Advocates and education officials went to the state Education Department on Monday to comment about the proposed grading system that would give all Oklahoma public schools an A through F grade.
BY CARRIE COPPERNOLL Published: March 20, 2012

“All of this information about how a school's performing is available now,” Gardenhire said.

“It's just that the metrics are somewhat confusing for an average citizen or parent now. ... Putting it into a clear-cut format doesn't change the information. It just makes it more available.”

Will rules scare

away teachers?

Labeling a school with a grade of D or F could drive away good teachers, said Alicia Priest, vice president of Oklahoma Educators Association.

The new system may continue the exodus of good teachers to other states in the region, said Carolyn Gray, director of personnel for Oklahoma City Public Schools.

Gardenhire said the system would rally surrounding communities, not drive people away.

“Communities rally around schools to find ways of improving them,” Gardenhire said.

“If a school receives a somewhat lower grade, the pattern that we've heard about from other states is that parents and citizens step forward.”

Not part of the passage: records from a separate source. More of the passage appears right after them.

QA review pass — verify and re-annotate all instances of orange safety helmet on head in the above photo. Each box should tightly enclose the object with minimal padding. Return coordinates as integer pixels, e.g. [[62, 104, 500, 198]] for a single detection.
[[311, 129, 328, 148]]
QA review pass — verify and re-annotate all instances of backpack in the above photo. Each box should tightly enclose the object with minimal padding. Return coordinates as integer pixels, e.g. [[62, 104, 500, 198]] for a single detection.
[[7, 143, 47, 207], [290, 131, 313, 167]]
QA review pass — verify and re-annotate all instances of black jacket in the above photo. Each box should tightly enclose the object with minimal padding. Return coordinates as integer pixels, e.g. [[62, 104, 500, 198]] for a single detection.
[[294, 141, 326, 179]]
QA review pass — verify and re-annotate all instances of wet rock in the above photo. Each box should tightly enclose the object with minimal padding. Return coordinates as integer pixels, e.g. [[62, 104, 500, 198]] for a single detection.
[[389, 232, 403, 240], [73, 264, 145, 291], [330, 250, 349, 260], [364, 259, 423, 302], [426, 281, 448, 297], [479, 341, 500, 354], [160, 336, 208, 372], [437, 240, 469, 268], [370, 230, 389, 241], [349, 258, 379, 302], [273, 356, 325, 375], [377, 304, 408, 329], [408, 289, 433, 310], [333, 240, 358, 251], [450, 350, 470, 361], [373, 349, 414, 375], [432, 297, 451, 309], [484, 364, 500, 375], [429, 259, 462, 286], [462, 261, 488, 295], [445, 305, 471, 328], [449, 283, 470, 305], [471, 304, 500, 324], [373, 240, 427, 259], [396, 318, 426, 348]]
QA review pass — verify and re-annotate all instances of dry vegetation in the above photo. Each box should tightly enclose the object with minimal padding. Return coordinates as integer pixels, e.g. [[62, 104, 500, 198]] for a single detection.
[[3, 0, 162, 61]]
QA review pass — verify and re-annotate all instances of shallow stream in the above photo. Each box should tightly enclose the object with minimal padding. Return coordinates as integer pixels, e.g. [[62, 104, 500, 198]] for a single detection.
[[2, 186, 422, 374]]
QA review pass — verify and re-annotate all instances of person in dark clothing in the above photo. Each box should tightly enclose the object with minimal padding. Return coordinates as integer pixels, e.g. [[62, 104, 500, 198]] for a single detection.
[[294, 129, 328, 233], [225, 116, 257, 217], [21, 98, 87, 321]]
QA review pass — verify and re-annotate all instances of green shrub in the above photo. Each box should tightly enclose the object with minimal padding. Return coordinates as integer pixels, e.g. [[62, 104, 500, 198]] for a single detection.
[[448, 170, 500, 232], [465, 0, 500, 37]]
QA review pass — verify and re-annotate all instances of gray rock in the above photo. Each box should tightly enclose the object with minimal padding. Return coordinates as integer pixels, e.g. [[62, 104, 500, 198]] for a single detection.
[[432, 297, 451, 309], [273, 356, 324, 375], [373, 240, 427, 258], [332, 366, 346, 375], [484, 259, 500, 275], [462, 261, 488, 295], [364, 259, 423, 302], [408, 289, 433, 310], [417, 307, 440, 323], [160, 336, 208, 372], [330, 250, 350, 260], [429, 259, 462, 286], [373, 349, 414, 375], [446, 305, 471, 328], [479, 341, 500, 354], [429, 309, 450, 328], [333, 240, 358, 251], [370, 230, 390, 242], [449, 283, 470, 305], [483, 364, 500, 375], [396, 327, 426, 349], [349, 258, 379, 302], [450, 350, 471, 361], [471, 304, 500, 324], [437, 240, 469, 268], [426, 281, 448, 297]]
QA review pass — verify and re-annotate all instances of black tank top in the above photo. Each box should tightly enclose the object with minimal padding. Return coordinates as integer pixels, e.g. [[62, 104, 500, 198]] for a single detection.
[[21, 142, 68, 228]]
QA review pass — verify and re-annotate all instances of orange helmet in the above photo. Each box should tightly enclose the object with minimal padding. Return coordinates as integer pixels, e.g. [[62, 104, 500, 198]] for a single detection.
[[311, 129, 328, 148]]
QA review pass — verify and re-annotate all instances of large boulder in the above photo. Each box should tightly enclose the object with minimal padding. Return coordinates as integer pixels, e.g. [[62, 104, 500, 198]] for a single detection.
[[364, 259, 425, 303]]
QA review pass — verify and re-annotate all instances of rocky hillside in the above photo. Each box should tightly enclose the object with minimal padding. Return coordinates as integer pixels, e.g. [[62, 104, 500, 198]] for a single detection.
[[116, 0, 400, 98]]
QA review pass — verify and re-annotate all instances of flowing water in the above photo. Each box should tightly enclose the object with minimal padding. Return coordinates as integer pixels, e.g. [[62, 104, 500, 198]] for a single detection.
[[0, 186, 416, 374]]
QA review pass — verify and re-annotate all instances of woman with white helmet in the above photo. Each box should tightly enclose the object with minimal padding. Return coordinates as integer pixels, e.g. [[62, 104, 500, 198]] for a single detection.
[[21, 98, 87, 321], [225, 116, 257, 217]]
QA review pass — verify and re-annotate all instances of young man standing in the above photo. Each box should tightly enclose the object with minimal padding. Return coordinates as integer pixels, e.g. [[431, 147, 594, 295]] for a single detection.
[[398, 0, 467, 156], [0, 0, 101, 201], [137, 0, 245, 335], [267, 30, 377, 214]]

The grading system holds school officials accountable for things that are out of their control, Dale Superintendent Charles Dickinson said.

For example, Dale Public Schools offers five Advanced Placement classes, but Dickinson said the district would have to double that number to earn an A rating.

Adding enough new staff members to do so isn't financially possible, he said.

“We simply don't have the financial capability of doing that,” Dickinson said.

“Therefore, through no fault of our own, we have no chance at success.”

Another factor is parent and community involvement.

This is unfair for schools in poor areas, where parents have no transportation or work multiple jobs, said Sue Kuntze, assistant superintendent of elementary education for Putnam City Schools.

The volunteering rule is vague at best, said Terry Fraley, executive director of federal programs for Oklahoma City Public Schools.

“How many parent volunteers do schools need to have before additional points are awarded?” Fraley asked.

Questions left unanswered

Several speakers said the rules were not detailed enough about how certain factors would be judged. One of the more hotly discussed issues was rewarding schools that encourage students to take courses above their grade levels.

“What constitutes an upper-level class for an elementary student? What constitutes an upper-level class for a middle school student? That still has not been defined,” said Kevin Burr, associate superintendent for secondary schools for Tulsa Public Schools.